With her family torn apart and Olympus under siege, take control of Melinoe, Princess of the Underworld, as she seeks vengeance upon her grandfather, Chronos. Unlike Zagreus from the first game (her older brother), Melinoe is a practitioner in witchcraft, relying on new weapons, abilities, and allies in her quest to bring death to the Titan of Time. Travel downward in Hades II, an Action Roguelike out now in Early Access!

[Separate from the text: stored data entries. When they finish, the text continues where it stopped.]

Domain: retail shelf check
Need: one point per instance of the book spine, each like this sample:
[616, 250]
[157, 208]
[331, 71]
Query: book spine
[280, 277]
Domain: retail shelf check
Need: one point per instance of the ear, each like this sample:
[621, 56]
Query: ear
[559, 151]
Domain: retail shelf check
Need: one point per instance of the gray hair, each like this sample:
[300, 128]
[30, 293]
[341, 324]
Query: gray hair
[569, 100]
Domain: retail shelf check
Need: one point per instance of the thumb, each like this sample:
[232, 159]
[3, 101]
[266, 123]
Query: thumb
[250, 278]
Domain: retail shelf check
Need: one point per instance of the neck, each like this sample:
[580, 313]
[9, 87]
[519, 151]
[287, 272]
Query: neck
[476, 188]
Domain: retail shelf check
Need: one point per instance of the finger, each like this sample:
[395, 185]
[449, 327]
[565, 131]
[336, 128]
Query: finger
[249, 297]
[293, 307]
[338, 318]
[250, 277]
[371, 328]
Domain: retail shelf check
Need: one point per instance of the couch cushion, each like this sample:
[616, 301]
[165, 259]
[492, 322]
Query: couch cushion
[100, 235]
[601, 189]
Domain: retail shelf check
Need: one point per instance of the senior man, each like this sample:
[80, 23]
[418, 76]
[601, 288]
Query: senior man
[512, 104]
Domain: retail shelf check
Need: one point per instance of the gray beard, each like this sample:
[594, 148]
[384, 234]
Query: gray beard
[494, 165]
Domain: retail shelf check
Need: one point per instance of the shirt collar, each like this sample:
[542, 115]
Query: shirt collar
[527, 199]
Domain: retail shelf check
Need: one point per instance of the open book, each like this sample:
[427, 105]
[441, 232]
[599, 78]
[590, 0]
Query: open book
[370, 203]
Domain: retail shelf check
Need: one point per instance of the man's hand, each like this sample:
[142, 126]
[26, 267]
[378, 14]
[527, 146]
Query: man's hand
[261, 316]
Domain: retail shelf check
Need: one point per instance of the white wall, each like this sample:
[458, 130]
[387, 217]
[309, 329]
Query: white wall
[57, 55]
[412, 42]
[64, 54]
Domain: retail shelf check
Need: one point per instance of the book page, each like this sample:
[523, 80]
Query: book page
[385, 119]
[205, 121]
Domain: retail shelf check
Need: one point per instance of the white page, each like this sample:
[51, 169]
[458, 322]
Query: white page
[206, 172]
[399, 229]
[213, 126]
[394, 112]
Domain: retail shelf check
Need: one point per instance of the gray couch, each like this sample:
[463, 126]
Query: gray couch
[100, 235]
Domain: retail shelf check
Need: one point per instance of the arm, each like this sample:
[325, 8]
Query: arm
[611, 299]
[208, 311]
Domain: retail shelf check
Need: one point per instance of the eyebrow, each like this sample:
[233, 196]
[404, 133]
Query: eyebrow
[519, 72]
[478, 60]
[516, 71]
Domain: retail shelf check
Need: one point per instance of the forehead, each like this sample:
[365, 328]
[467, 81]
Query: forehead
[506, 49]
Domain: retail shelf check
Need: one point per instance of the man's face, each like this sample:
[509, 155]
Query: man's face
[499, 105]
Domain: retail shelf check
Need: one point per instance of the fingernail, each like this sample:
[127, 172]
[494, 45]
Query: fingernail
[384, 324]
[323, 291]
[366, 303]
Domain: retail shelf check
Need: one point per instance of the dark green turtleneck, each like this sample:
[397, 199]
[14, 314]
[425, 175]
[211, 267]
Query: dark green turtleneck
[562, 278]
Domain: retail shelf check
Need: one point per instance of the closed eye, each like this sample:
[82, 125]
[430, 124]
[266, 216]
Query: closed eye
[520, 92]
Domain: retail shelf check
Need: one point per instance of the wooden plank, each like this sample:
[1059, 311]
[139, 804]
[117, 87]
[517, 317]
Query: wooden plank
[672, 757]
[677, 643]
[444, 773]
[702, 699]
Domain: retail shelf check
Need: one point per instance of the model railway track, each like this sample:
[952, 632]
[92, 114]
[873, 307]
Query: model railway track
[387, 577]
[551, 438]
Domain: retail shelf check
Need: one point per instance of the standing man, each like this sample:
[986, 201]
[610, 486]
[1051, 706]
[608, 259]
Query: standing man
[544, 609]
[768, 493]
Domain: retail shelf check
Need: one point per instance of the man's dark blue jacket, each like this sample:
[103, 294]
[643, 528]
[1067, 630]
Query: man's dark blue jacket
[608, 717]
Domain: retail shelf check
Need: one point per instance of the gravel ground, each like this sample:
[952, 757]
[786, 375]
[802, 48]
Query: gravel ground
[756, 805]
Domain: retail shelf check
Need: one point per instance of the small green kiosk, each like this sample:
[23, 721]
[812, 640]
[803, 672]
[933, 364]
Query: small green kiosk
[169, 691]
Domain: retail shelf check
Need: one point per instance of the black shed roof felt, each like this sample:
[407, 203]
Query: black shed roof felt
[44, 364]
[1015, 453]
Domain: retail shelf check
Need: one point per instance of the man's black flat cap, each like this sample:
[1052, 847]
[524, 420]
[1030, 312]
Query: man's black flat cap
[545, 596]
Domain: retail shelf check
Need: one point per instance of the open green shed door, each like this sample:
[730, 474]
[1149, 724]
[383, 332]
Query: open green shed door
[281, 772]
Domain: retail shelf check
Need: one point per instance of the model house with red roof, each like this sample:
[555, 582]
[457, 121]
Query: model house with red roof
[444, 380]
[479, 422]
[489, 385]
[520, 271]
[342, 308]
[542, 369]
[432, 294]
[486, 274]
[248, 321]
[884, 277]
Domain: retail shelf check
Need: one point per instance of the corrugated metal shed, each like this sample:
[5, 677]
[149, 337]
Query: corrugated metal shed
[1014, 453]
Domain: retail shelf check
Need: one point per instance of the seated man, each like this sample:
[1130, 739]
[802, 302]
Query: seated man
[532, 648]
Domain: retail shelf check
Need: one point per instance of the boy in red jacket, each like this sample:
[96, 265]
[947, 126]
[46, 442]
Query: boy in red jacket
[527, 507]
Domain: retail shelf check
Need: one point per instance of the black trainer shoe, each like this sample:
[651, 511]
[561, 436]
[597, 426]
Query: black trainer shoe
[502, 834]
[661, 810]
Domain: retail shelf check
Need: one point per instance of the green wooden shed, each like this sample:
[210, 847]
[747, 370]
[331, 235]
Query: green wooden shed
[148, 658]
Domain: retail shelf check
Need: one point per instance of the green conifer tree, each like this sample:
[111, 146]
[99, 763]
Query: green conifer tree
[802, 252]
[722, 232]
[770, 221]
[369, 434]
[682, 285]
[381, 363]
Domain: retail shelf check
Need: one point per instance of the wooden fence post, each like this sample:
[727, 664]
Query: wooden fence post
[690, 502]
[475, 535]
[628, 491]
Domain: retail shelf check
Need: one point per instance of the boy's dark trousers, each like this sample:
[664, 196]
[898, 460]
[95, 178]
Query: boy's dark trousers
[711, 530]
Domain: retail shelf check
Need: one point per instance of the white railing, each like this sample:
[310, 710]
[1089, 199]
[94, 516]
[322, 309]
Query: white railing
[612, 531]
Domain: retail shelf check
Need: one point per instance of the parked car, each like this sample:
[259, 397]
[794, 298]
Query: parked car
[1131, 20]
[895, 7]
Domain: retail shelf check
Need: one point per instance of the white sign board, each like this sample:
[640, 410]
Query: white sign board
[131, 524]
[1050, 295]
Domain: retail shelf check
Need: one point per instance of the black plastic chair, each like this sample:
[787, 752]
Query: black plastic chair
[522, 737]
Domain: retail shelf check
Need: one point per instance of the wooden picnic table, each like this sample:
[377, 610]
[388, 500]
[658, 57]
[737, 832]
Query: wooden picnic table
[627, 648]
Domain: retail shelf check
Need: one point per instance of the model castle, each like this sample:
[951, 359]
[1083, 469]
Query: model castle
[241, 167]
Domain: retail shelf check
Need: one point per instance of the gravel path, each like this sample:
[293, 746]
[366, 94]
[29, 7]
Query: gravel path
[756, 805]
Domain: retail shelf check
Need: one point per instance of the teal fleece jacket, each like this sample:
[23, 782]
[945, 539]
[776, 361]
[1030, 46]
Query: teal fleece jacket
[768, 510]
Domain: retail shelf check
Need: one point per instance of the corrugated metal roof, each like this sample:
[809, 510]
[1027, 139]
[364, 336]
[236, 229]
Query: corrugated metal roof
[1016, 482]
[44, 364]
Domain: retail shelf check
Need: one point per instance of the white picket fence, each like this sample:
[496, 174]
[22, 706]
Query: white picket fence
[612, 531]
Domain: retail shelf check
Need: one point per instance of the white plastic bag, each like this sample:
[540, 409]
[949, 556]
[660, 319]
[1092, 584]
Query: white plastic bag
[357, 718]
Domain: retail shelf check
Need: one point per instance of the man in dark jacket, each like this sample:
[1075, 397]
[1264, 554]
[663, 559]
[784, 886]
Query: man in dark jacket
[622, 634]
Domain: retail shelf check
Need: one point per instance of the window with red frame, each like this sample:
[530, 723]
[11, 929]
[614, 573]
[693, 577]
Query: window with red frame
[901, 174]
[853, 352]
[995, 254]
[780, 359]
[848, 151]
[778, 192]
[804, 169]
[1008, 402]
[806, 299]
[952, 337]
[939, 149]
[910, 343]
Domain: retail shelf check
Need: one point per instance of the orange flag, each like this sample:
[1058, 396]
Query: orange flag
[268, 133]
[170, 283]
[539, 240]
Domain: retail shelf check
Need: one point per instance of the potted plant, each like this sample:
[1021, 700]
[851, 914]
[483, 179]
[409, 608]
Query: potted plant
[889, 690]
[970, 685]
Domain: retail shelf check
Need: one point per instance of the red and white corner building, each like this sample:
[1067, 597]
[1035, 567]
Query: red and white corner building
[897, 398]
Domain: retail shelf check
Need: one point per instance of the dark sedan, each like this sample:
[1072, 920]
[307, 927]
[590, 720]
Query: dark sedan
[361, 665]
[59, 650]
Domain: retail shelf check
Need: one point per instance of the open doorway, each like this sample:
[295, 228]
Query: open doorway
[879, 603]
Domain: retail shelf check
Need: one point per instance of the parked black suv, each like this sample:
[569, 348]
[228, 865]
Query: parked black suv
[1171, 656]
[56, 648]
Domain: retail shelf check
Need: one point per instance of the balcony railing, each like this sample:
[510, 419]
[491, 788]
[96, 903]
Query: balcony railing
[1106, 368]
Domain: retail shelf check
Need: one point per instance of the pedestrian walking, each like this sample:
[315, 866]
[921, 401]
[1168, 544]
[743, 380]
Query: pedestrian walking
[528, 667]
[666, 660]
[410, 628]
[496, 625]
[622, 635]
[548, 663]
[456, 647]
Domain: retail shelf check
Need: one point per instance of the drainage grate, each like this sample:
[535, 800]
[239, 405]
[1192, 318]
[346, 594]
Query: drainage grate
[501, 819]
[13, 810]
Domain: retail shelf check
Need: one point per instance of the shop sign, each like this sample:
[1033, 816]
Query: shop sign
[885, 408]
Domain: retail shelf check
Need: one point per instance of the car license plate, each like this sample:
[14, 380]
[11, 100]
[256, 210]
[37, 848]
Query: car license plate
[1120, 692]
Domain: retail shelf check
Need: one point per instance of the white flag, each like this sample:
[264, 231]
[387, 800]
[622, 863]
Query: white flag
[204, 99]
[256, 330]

Release Date: May 6th, 2024
Available Systems: PC via Steam or Epic Store (current at time of writing)
Developer: Supergiant Games

Second Verse, Same as the First

Right out of the gate, anyone familiar with the first game should be right at home in the comforts of Hades II. The artstyle, presentation, and action are all retained, affording you the luxury of getting into the groove once more before learning the new stuff. That's not to say you cannot go directly into this with no experience of the first Hades, but it is definitely assumed that you know what's going on already. It took no time at all to find my way again, dominating overcoming the early enemies to make my way to the first boss. Naturally my hubris got the best of me, so, just like in the first game, I was swiftly put in my place and sent on my merry way back to The Crossroads, the new hub.


It is here where the new material truly begins to present itself. As a witch, you'll have access to a cauldron to call forth major updates to the hub, magic Tarot-esque cards that grant you upgrades, and new weapons of the Moon to unlock and wield. As per the norm for Supergiant Games, everyone is a delight to converse with, with a plethora of fully-voiced allies ready to talk your ears off once more. Not everyone is ready for prime-time, with a couple you meet along your journey still relying on placeholder appearances and the like, but Hades II is still in a very impressive state for Early Access, especially compared to where the first game started.

That said, the nature of the game isn't to talk your way to victory, but rather to die die die again until you've accumulated enough power (and knowledge) to overcome the trials that await you. Eventually it was time to set forth for a second run, and I did much better, defeating the first boss and encountering the second! I was beaten into the dirt again, but I was already improving and learning from my errors. It wasn't long before they, too, fell beneath my might, and I could set out for greater challenges...until eventually I ran into the ultimate roadblock: the dreaded "To Be Continued" message.

It being Early Access and all...

A New Tale to Tell

As previously mentioned, there's a lot of new and updated mechanics to Hades II, both to set it apart from the first game and also to spring ahead with what worked from last time. For example, one major combat difference is the seemingly total lack of extra dashes: before, Zagreus would chain dashes to dodge attacks and - when comboed well - could trivialize certain content. Melinoe has only the one dash, but she can rely on a sprint to outrun effects that her brother might have otherwise dashed right into.

...I would show you what I mean if I was a more capable screenshot-taker, but alas it can be a challenge to take pics in the middle of combat.

Anyway, there are even more Boons to acquire in this game, with something like a dozen gods to align with, and each of the upgrades feel different than the set Zagreus utilized. New characters mean additional abilities, such as fire to apply Scorch to enemies, and even the returning gods have new tricks up their sleeves...if they ever wore sleeves. All of this combines to freshen up the established formula, tweaking what worked, throwing out what didn't, and making sure to give Melinoe her own space to breathe and be herself.

It's another feather in the cap that Hades II works so well right out of the box, as it were, functioning pretty smoothly for an Early Access title; even on Steam Deck, where I captured the images. The only annoyance I had was that the game struggled to close when I went to quit, but I totally understand: I didn't want to step away from the game, either! I imagine it will run just fine on consoles, too, when we get to that point in the future.

And, of course, the soundtrack is once again immaculate. The beats rain fire on the proceedings just as much as Melinoe's witchcraft does. The second boss in particular had not just a theme but different songs, plural, and the songs themselves would change depending on who you were damaging. It was all incredibly wonderful to listen to; rather heavenly, if you catch my drift. As always, wait for the drop!


Despite my relatively short time with Hades II, I find it to be just as amazing as the original. Hades II impressively scratches that itch, being a sequel that retains the core of the original while building upon it in new and exciting ways. This couldn't really exist as a story expansion or DLC for Hades; it deserves to lay claim as the developer's first-ever sequel.

The game is well on its way to becoming bigger and more incredible than its predecessor, which is saying something given Hades won Game of the Year in some circles, among others awards. The characters are well-written, again. The game plays and feels so fun, again. The soundtrack is amazing, again. All of it comes together for a wonderful experience, one that'll only get better with some more updates.

At this point, unless Hell itself drags Supergiant Games into the abyss, we're looking at another contender for best roguelike ever. And even then, people would line up to dive down and try to save them, me among them! So all I can say at this point is: it's off to Hell we go! Death to Chronos!